I wrote this a year ago today, because it was on my heart and I felt the urge to write it down. I wrote it as a blog post, because I already had this blog in mind then, months before I got it up and running. It’s encouraging to me to revisit what I wrote when Aria was not quite 3-months-old, and realize that, if anything, it’s become more resonant over time.
This is going to start out pretty darn whiny-sounding, so bear with me, pretty please? I’m just trying to set the scene, and I think any mamas out there will understand just where I’m coming from.
This has been a long week. The first couple of days were very busy, and I had later nights than usual. Aria hit her three month growth spurt, I think, because she suddenly started eating twice as much at each feeding, and was fussy in between. This is Thursday. Tuesday and Wednesday, she slept only 2-3 hours during the day, eating and being generally discontented the rest of the time. The notable exceptions were our daily walks, which calm her right down, sometimes even putting her to sleep for the time we are moving. (This 70-degrees-in-March thing – I could get used to this!) Tuesday I started to develop a cold. At first I thought it was allergies (did I mention it’s in the 70s in March?), but I was SO miserable yesterday, and by the time I went (tried to go) to bed last night, it was very obvious I had myself a full-blown, snotty-nose, sinus headache, sore throat, cold. Did you know that Sudafed can dry up your milk supply? And that I’m allergic to Phenylephrine? This is just not “my week”.
Blessedly, since she hadn’t been sleeping much, Aria conked out at 7pm. I fed her at 9pm before I went to bed, and then never heard another peep until 5am. But guess what time I fell asleep? 1:30am. For those of you who struggle with math even more than I do (and if that is you, please get help – you need it), that is 3½ hours of sleep between the day that felt like it would never end and when Aria needed me again. I am dead tired. I feel rotten. I’m afraid to breathe anywhere near my baby, because the last thing I want is for her to get sick. I haven’t been able to keep up with a single thing this week. And you know what? I don’t mind.
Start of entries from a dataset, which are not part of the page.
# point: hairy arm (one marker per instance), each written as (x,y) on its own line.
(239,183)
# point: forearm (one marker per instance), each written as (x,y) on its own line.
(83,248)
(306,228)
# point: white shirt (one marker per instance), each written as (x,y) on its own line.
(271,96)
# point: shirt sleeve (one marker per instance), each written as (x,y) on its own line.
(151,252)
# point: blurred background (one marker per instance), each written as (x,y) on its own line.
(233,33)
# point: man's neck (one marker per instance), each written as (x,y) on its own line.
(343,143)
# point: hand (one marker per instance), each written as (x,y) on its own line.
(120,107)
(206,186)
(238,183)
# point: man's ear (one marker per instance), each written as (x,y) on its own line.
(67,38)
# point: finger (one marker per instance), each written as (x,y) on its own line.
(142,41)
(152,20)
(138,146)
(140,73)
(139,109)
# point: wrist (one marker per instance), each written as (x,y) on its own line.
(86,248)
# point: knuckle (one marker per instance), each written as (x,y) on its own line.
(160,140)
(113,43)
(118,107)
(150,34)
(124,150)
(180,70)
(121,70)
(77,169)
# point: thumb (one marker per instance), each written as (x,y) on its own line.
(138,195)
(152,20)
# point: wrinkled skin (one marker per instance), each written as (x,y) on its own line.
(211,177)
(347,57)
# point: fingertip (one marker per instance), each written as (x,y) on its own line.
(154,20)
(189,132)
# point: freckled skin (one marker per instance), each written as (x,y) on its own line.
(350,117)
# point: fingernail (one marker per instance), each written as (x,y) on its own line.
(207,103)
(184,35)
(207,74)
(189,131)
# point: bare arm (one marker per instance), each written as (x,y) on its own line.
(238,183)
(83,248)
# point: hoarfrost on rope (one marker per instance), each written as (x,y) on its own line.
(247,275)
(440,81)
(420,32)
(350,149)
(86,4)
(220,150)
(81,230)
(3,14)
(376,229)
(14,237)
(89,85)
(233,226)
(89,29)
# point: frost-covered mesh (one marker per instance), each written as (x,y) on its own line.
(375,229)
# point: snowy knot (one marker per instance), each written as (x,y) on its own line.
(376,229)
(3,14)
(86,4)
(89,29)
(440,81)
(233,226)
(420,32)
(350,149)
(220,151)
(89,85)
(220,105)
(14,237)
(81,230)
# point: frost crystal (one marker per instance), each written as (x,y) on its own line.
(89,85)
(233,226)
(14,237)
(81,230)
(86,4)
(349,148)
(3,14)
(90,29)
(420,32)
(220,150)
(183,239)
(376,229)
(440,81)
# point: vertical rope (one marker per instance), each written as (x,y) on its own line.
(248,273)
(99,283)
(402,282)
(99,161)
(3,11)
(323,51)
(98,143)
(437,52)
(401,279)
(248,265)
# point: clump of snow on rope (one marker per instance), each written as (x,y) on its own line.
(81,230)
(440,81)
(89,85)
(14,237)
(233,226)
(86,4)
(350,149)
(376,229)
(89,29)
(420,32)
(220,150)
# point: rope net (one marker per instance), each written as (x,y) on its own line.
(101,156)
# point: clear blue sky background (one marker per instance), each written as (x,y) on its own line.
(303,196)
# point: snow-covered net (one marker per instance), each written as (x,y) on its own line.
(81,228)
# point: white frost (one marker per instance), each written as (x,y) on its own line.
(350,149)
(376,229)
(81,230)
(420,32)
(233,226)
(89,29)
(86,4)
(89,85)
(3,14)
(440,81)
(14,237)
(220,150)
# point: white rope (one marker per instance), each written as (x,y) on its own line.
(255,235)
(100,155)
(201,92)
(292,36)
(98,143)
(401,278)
In fact, when Aria woke me at 4:55am, I was happy, because I wanted to go take care of her. The biggest surprise to me about motherhood thus far is not any of the hard stuff. I knew about all that going in. I did have some little duh-type revelations earlier on, such as, “Wow, I actually can’t do what I want when I want anymore, ever!” and “Huh, we can’t even make a ‘quick’ grocery run…” But those were things I knew and just had to absorb when they became reality. I knew there would be a lot of sleeplessness (and trust me, I’ve had my nights when I did not appreciate being awakened!). I knew I would be with this little one almost all the time, around the clock, because no one else in the world can provide for her what I can. But that’s just the thing – no one else in the world can provide for her what I can! How cool is that?
These past couple weeks have been a revelation to me. I LOVE being a mommy. You know how some people talk about how much they love their job, that they just know they are doing what they were made to do? Well, I’ve always enjoyed the things I’ve done, but I never felt that settled feeling of being right where I was supposed to be. Now I do.
What’s been surprising to me about motherhood is how much I love it. I knew I would love my children, but I thought I would feel little resentments, even now at the beginning. You know – I thought it would be upsetting that I can’t just do what I want every so often. I thought it would bother me that I can’t get everything else done and get around to what I want to do. I am not a patient person. But with Aria, I am. I just am. I don’t have to work at it (much). In fact, within a couple of weeks of Aria’s birth, I was thinking about giving her a sibling. Now, if that is not amazing, I don’t know what is, because it took 37½ hours of labor, mostly epidural-free, complete with hours upon hours of back labor and then 4+ hours of pushing (blessedly I had an epidural by then!) to give birth to Aria. I would think that would scare me, but it doesn’t. Hey, if I did it once, I can do it again! (Lord, please don’t let me have to do it again!!)
I’m in no way naïve. I’ve just started this motherhood gig, and Aria’s basically immobile and dependent, and has absolutely no words with which to talk back to me (that I can understand, at least). I know there will be days (weeks? months?) where I find the good attitude doesn’t come so easily. There are likely going to be times when I just plain don’t like her very much. But I am 100% certain I am right where God wants me to be, and I am looking forward to every stage of learning to love and teach my daughter about the good things of God. I’m loving these days of showing my daughter, through the grace of God, what a blessing it is to be her mommy.